Since the late 1940s, scientists have progressively chipped away at the mysteries of the deep scattering layer, revealing more and more about its patterns, biology, and importance to the ocean’s vast ecosystem. Improved sonar and other sensing technologies now enable researchers to capture more and more detailed information about the phenomenon—and with every new discovery, a host of new questions emerge.

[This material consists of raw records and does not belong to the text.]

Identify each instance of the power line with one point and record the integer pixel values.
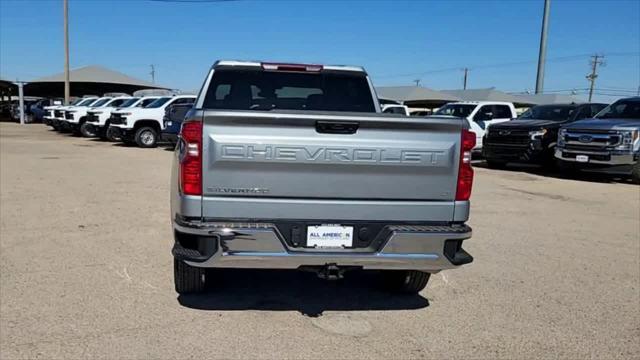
(505, 64)
(193, 1)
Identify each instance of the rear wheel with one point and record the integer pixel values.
(87, 130)
(112, 134)
(146, 137)
(405, 281)
(188, 279)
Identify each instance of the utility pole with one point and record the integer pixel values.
(466, 71)
(595, 61)
(542, 56)
(67, 92)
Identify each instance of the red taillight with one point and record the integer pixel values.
(292, 67)
(191, 158)
(465, 171)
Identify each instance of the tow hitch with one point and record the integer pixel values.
(331, 272)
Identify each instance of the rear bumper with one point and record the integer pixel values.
(261, 245)
(168, 137)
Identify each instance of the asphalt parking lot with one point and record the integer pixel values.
(86, 271)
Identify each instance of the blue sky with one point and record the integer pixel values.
(397, 41)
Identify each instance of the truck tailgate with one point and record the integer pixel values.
(249, 154)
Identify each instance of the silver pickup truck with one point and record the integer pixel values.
(610, 143)
(293, 166)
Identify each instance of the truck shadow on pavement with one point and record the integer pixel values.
(290, 290)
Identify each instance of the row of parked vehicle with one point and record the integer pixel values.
(136, 120)
(588, 137)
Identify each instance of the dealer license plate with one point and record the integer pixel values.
(329, 236)
(582, 158)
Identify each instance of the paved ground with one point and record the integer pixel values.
(85, 271)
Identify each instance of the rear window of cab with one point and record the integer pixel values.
(271, 90)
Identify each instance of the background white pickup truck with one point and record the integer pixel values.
(479, 114)
(99, 119)
(142, 126)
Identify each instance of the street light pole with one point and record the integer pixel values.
(543, 47)
(466, 71)
(66, 51)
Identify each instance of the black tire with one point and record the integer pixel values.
(405, 281)
(112, 135)
(188, 279)
(87, 130)
(146, 137)
(635, 173)
(497, 165)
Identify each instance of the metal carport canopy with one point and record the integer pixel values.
(489, 94)
(87, 80)
(416, 96)
(544, 99)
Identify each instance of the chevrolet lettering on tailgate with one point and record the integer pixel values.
(309, 154)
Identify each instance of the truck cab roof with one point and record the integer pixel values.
(481, 103)
(287, 66)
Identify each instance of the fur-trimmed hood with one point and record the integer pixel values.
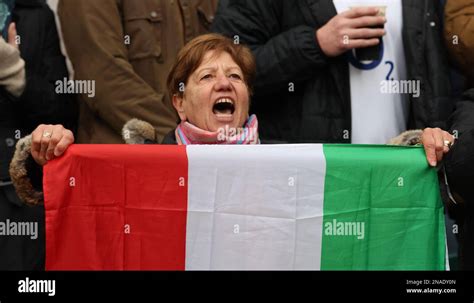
(134, 132)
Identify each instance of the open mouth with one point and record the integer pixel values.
(223, 106)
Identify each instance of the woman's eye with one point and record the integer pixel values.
(236, 76)
(207, 76)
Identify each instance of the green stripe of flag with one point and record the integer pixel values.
(386, 203)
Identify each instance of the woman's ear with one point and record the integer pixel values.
(178, 103)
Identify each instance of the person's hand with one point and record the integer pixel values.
(351, 29)
(49, 142)
(436, 143)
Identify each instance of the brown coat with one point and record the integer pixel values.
(128, 47)
(459, 25)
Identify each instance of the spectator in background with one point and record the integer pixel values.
(30, 64)
(311, 88)
(459, 35)
(459, 163)
(127, 47)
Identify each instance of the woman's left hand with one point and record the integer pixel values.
(436, 142)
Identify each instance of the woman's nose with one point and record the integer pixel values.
(222, 83)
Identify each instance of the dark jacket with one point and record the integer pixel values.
(39, 103)
(282, 36)
(128, 47)
(45, 65)
(459, 16)
(459, 165)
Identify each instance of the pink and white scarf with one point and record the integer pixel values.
(186, 133)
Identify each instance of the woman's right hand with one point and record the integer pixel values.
(49, 142)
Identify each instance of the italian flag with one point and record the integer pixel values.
(277, 207)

Today, WHOI’s Ocean Twilight Zone (OTZ) project, which studies the deep region of ocean where the migration begins, is picking up where past generations of researchers left off. Using new acoustic and optical imaging techniques, project scientists have been able to reveal more about the deep scattering layer than ever before possible.

“We’re asking questions that are a lot more targeted,” says Andone Lavery, an acoustical oceanographer at WHOI. “Which organisms are causing scattering at various depths? How many of them are moving? How do they contribute to the movement of carbon throughout the ocean? How does this behavior contribute to animals’ life cycles, and so on? We have a far better understanding of both the deep scattering layer and vertical migration than we did in past decades, but there are still lots of things we need to know.”

Nearly seventy-five years after its discovery, the ocean’s “false bottom” is holding on to a few more secrets.